171. Le second Requérant rapporte que les détenus dans le couloir de la mort à
la prison de Butimba ne peuvent interagir qu’avec d’autres détenus logés à
la même enseigne et ne peuvent pas participer à des activités telles que le
sport, les cours, les conférences ou les formations, ni recevoir de journaux.
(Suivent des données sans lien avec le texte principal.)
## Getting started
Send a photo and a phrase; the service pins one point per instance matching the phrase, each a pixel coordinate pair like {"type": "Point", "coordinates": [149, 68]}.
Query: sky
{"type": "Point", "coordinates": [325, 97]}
Il affirme également que les autorités pénitentiaires les excluent
intentionnellement des formations professionnelles et des possibilités
d’éducation, laissant entendre que de telles possibilités seraient gaspillées
si elles étaient offertes à des personnes condamnées à mort. Le second
Requérant ajoute que les prisonniers reçoivent un seul repas par jour, qui
contient rarement de la viande, et lorsqu’il pleut, de l’eau ruisselle dans leurs
cellules. Il souligne également que peu de détenus reçoivent des visites
familiales du fait que leur famille est trop éloignée, et même lorsqu’elle peut
effectuer le voyage, elle doit au préalable obtenir l’autorisation du directeur
du district.
172. Le second Requérant soutient en outre qu’il est particulièrement sensible
au phénomène du couloir de la mort en raison de son état mental fragile,
étant déjà exposé à des traumatismes. Il étaye ses arguments en citant des
décisions judiciaires et des rapports provenant de diverses sources, et
estime que ses conditions de vie sont loin d’être conformes aux exigences
minimales. Le second Requérant réitère la description peu reluisante faite
par le premier Requérant des conditions dans lesquelles vivent les
prisonniers dans le couloir de la mort en Tanzanie, également illustrées
dans l’arrêt République c. Mbushuu alias Dominic Mnyaroge.85
*
85
Gable Masangano c. La République, recours en inconstitutionnalité n° 15 de 2007, [2009] MWHC 31
(Malawi)) ; La République c. Chiliko, audience de fixation de peine dans l’affaire n° 25 de 2015, (non
publiée) (Malawi) ; Achuthan c. Malawi, Communication n° 64/92-68/92-78/92-BAR, CADHP, § 7. (22
mars 1995)) ; Article 13 des Règles Nelson Mandela ; Rapport du Département d’État des États-Unis
sur la Tanzanie de 2016, qui indique que les prisons de l’État défendeur connaissent une surpopulation
extrême et témoignent d’un système carcéral « dur et menaçant pour la vie. Nourriture insuffisante,
surpopulation, conditions d’hygiène déplorables et soins médicaux sommaires et très intrusifs ». Les
potences sont situées dans la première pièce du couloir dans lequel les condamnés à mort sont
continuellement enfermés ; voir également le rapport de la Fédération internationale des droits de
l’homme, Tanzanie : La peine de mort institutionnalisée ? N° 414/2. at 37 (2005).